To help save this snake, the Jacksonville Zoo and Gardens partnered with the U.S. Forest Service and six other zoos to breed LPS for eventual release to the wild. Audubon Zoo, Memphis Zoo, and the U.S. Forestry Service facilitated the June release in Kisatchie National Forest.
Our adult LPS are paired for breeding in early spring. The females are only receptive to breeding for two weeks out of the year which makes this species particularly tricky to breed. Our female LPS, Phyllis, usually lays her eggs in May with a typical clutch around 6-8 eggs.
We weigh the eggs and take measurements of the length and width, then bury the eggs about halfway down in damp vermiculite (a type of mineral) inside plastic containers. To monitor water loss, we also weigh the entire container and write the total weight down to track it over time. The LPS egg containers are placed inside an incubator and incubated at 85 degrees Fahrenheit. They will typically hatch around 64 days later.
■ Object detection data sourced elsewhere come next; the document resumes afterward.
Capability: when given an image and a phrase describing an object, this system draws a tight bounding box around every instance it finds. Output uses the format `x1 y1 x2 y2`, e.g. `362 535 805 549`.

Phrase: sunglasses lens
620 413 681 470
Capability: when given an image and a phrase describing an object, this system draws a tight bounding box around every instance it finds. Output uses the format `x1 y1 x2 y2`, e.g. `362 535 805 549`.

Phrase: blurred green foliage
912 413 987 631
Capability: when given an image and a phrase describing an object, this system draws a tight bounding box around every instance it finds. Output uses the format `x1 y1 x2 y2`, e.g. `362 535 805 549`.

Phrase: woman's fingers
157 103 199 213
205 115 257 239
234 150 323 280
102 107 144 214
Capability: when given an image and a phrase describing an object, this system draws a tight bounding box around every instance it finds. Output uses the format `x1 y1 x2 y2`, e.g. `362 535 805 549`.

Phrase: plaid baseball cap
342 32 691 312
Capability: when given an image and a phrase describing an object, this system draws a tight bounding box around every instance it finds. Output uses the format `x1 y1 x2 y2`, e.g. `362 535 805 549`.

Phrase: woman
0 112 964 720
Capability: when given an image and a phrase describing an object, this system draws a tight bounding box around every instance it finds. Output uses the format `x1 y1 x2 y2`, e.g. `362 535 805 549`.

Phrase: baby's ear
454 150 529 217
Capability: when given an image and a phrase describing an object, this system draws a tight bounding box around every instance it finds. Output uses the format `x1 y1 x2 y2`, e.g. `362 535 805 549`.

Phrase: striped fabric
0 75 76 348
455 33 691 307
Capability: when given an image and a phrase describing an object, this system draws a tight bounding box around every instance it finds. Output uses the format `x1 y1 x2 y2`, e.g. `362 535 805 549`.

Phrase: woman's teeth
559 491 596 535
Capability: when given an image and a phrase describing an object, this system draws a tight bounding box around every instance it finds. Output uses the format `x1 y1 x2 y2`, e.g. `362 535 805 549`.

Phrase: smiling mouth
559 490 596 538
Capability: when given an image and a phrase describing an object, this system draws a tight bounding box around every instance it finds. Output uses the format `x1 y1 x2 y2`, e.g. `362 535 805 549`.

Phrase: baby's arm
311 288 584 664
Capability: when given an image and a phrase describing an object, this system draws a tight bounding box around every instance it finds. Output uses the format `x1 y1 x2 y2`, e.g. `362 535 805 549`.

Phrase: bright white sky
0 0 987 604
The eggs and resultant hatchlings are kept in a building with no other reptiles to reduce the chance of them getting any diseases or parasites that they might take to the wild when released. These animals are treated as “quarantined” and worked with daily before any other reptiles.
Hatchling LPS are the largest of North American Colubrids—a group of nonvenomous snakes which include corn snakes, garter snakes, and eastern indigo snakes—and grow very quickly. By the time they are 6 months old they are well over 3 feet long!
The hatchlings are raised here for at least 6 months before being sent out for release to the wild. Releasing these older, head-started youngsters helps them to have a better survival rate.
Photos provided by Robert Mendyk
To date, Jacksonville Zoo and Gardens has hatched out 20 Louisiana pine snakes from our pair. Eight of those hatchlings will be raised as part of the Species Survival Plan (SSP) Programs or potentially slated for release in the future. The other 12 have already been released into the wild, including three LPS that were released to Kisatchie in September 2019.